Como recalca el sociólogo Guillermo Fernández, especialista en los movimientos políticos e ideológicos en el arco derechista, se ha ido produciendo en el mundo una matización del anticomunismo tras la caída del muro de Berlín, tendencia de la que España ha quedado al margen. ¿Por qué? Responde el autor de Qué hacer con la extrema derecha en Europa (Lengua de Trapo, 2019): “Históricamente la derecha más radical ha sido anticomunista por identificar a los comunistas como la anti-nación. En la medida en que, por un lado, en la extrema derecha española pervive el 'comunistas y separatistas' como expresión que condensa a los enemigos de la nación, y, por otro lado, aún no se ha sustituido por 'los inmigrantes y la globalización', la derecha extrema española sigue teniendo esta singularidad y este peculiar acento anticomunista”. Y añade: “Todas las derechas radicales son anticomunistas, pero la española lo es más que la francesa, la italiana o la holandesa. Básicamente porque sigue pensando en 'los comunistas' como los enemigos de la 'nación en peligro'. Así que, puestos a elegir, algunos sectores muy conservadores de la magistratura o de otras instancias del Estado prefieren el radicalismo de Vox al carácter supuestamente amenazante para la nación de 'los comunistas'”.

El historiador José Luis Gutiérrez Molina cree que uno de los motivos por los que la propaganda franquista contra el terror rojo ha tenido un éxito tal que extiende sus efectos hasta hoy radica, de forma en apariencia paradójica, en la escasa fuerza del comunismo en España. Así lo explica: “El gran coco del conservadurismo español era el anarquismo, que era la gran posibilidad revolucionaria. La tradición libertaria era más conocida y más, como se dice ahora, transversal. En cuanto al PCE, en el proceso de 1936 a 1939 era entre comillas un partido de orden, defensor de la República. Su posición se fortalece porque la Unión Soviética es la única potencia que apoya a la República [durante la guerra]. Gana influencia, pero al mismo tiempo sigue siendo un gran desconocido. Cuando llegó la dictadura, la mayoría de la gente no sabía qué era. Y sobre lo que no conoce, eres más fácil de manipular. Así se crea ese demonio con rabo”.

Legalización del PCE

Aquel demonio con rabo estaba muy vivo en la mentalidad militar de la Transición. La legalización del PCE en abril de 1977 fue vista por la élite castrense como una traición de Adolfo Suárez, ya que en una reunión con altos mandos en septiembre de 1976 les había asegurado –o dado a entender– que no la permitiría. Los pormenores de la reunión dan idea del peso decisivo de la cuestión PCE. Fernando de Santiago, vicepresidente de Defensa, llevaba unas notas exponiendo la necesidad de “definir con claridad” la reforma política para “evitar el protagonismo de las Fuerzas Armadas”. Finalmente no leyó la advertencia, pero los tenientes generales Mateo Prada y Francisco Coloma sí expresaron sus temores. Hubo asistentes que salieron con la impresión de contar con el compromiso de Suárez de no legalizar al PCE, según los testimonios de al menos dos capitanes generales. Tampoco lo niega Gutiérrez Mellado, el ministro que el 23F se pondría de pie para encararse con los golpistas, quien en 1995 trataba de poner el compromiso incumplido en perspectiva: “Seguramente que le preguntaron algo [a Suárez]. Y Suárez diría que el PCE no se iba a reconocer. ¡Pero es que luego el PCE se convierte en otra cosa! Es un partido que reconoce la bandera, la Corona y todo lo demás”.
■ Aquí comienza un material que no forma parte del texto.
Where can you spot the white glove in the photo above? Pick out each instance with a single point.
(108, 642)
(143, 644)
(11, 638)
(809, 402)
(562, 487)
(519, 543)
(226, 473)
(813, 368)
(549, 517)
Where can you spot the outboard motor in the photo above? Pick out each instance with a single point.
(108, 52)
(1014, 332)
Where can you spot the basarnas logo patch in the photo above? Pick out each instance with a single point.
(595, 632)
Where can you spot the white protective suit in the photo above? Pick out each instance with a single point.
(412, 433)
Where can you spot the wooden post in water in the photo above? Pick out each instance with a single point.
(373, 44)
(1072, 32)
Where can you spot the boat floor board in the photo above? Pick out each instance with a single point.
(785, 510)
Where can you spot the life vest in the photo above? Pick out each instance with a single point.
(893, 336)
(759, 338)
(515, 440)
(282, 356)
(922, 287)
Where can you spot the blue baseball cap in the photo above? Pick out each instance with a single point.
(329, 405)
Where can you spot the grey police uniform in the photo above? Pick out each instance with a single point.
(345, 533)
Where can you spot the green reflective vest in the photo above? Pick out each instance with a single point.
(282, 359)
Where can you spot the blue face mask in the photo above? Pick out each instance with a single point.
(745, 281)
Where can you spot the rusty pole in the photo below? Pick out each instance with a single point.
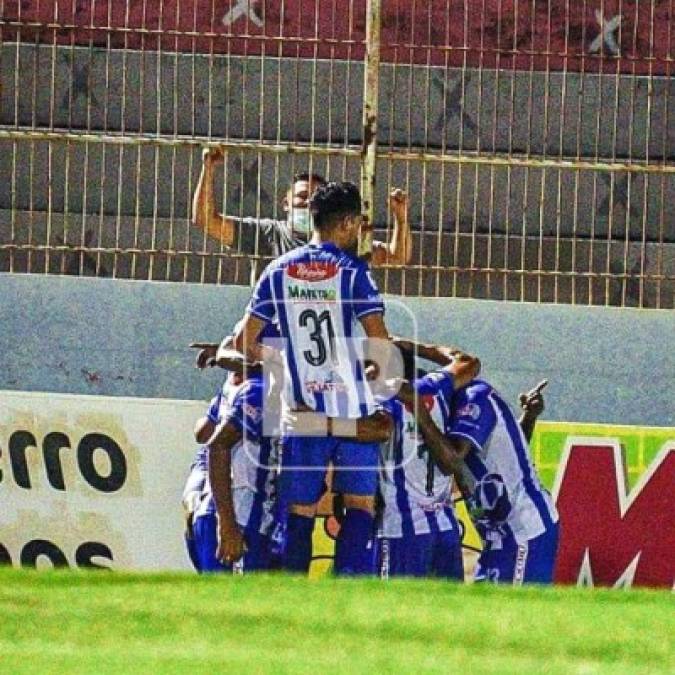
(369, 140)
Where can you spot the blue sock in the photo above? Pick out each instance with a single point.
(353, 550)
(298, 553)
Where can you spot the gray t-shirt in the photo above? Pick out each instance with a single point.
(265, 236)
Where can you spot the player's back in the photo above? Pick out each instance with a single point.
(499, 463)
(316, 294)
(417, 496)
(254, 457)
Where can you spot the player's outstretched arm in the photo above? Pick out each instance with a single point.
(204, 213)
(375, 428)
(246, 339)
(230, 538)
(532, 404)
(436, 353)
(399, 250)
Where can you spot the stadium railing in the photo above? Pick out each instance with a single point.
(535, 140)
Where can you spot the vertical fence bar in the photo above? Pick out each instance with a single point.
(371, 82)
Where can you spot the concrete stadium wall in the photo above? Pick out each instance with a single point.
(129, 338)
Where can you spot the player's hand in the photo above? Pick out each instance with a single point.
(533, 401)
(463, 368)
(403, 344)
(406, 392)
(206, 357)
(213, 153)
(231, 545)
(398, 202)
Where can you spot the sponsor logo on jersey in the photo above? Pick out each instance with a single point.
(312, 271)
(322, 294)
(319, 387)
(471, 410)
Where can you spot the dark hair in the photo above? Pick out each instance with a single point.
(331, 202)
(309, 177)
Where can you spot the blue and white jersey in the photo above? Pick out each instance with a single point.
(254, 461)
(315, 295)
(507, 494)
(221, 403)
(417, 496)
(199, 474)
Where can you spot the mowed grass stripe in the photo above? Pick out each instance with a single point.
(100, 622)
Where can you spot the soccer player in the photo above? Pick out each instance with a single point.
(418, 532)
(317, 294)
(513, 513)
(233, 517)
(280, 236)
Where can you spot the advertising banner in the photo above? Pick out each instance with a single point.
(93, 481)
(97, 481)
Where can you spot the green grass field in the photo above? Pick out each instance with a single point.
(70, 622)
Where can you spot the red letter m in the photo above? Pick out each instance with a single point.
(609, 537)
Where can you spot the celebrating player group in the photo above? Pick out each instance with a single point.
(316, 380)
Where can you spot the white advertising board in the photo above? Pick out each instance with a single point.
(92, 480)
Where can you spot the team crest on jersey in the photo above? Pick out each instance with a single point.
(471, 410)
(253, 412)
(312, 271)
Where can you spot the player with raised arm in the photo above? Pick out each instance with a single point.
(277, 237)
(234, 519)
(317, 295)
(513, 513)
(418, 532)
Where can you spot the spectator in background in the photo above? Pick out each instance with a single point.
(276, 237)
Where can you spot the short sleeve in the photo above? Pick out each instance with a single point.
(246, 413)
(366, 295)
(473, 416)
(439, 382)
(262, 300)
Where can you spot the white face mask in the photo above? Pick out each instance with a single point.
(300, 220)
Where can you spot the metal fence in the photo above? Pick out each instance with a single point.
(536, 140)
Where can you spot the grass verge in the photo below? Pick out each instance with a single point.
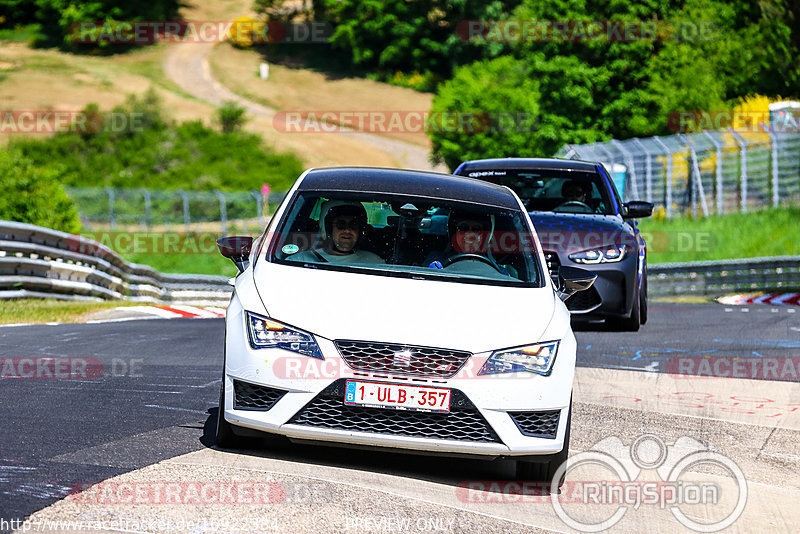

Aquel septiembre del 76 salió del Gobierno De Santiago, que escribió una carta para dejar claro que la razón era el PCE: “El Gobierno prepara una disposición […] que supone, a mi juicio, la legalidad [...] del Partido Comunista. Tengo el convencimiento de que sus consecuencias no se harán esperar”. La prensa de derechas jaleó como héroes tanto a De Santiago como al teniente general Carlos Iniesta Cano, que lo elogió en El Alcázar. Nada enardecía tanto a la España inmovilista como la cuestión comunista. Un informe del inteligencia anterior a la legalización del PCE era elocuente sobre las ventajas... de no llevarla a cabo: “Prestigiaría al Ejecutivo y a la Corona ante los grupos visceralmente anticomunistas. Reforzaría la moral de dichos grupos, que consideran su legalización como entreguismo y traición [...]. Reforzaría la adhesión a la Corona de los miembros de las Fuerzas Armadas. […] Frenaría las críticas de la extrema derecha al Ejecutivo, que, de ser legalizado, se extenderían a la Corona”. Lo cierto es que la legalización se produjo, detonando la transición paralelatransición paralela, un carrusel de operaciones civiles para descabalgar a Suárez, y exacerbando un malestar militar que cristalizó en el 23F.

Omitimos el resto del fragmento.